The day moved like syrup—slow, thick, and clinging to Hale in places he couldn't shake off. Every second dragged, yet everything felt... displaced. People laughed too loud. The announcements echoed too long. Even the clock hands seemed unsure of their direction, like they were miming time rather than keeping it.
By lunch, Hale didn't feel hungry. Just hollow.
Barney sat at the usual table, launching crumpled napkins into a juice box like he was going for a slam dunk. Back to his usual self. A snide joke here. A jab at the cafeteria meat there. But even Barney felt... off, like someone wearing a perfect mask of himself.
"Dude," Barney leaned in, "you looked like a corpse this morning."
Hale didn't answer. Just stared.
Barney's grin crept wider. Then, quietly, as if it were a secret meant only for Hale:
"Anyway, this'll all reset at 3:12 tonight, right?"
Hale's blood iced over.
"What?" he said.
Barney blinked. "Kidding. Chill. Too dark?"
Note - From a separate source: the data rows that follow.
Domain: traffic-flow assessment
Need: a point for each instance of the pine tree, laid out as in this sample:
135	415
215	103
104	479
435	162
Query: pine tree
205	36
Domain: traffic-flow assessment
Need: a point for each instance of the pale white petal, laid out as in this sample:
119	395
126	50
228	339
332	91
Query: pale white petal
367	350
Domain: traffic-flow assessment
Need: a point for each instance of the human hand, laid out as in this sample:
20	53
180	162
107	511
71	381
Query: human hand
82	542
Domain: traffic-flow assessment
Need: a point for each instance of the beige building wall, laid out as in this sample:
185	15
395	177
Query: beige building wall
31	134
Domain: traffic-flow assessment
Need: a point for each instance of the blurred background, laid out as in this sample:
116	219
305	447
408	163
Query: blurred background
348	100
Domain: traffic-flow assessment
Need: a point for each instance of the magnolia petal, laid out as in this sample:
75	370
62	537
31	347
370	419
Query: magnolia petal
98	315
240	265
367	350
But Hale couldn't laugh. Couldn't even breathe.
For just a moment, Barney's grin slipped—something uncertain flickering beneath the surface—before he turned to harass someone about their sandwich like nothing happened at all.
Sixth period. Art.
Hale walked in like a ghost. Sleep had become a distant rumor. His dreams were too loud. Reality, too quiet. His body moved on autopilot.
Ivy was already there. Same seat. Same distant stare. Her pencil moved like it had somewhere urgent to go.
He glanced at her drawing.
His heart skipped.
It was the shape. His shape. The one beneath his shirt, etched into his skin like it had been burned there by something not of this world.
"You copied that from somewhere?" he asked, throat dry.
Ivy didn't look up. "No. Just something I keep seeing."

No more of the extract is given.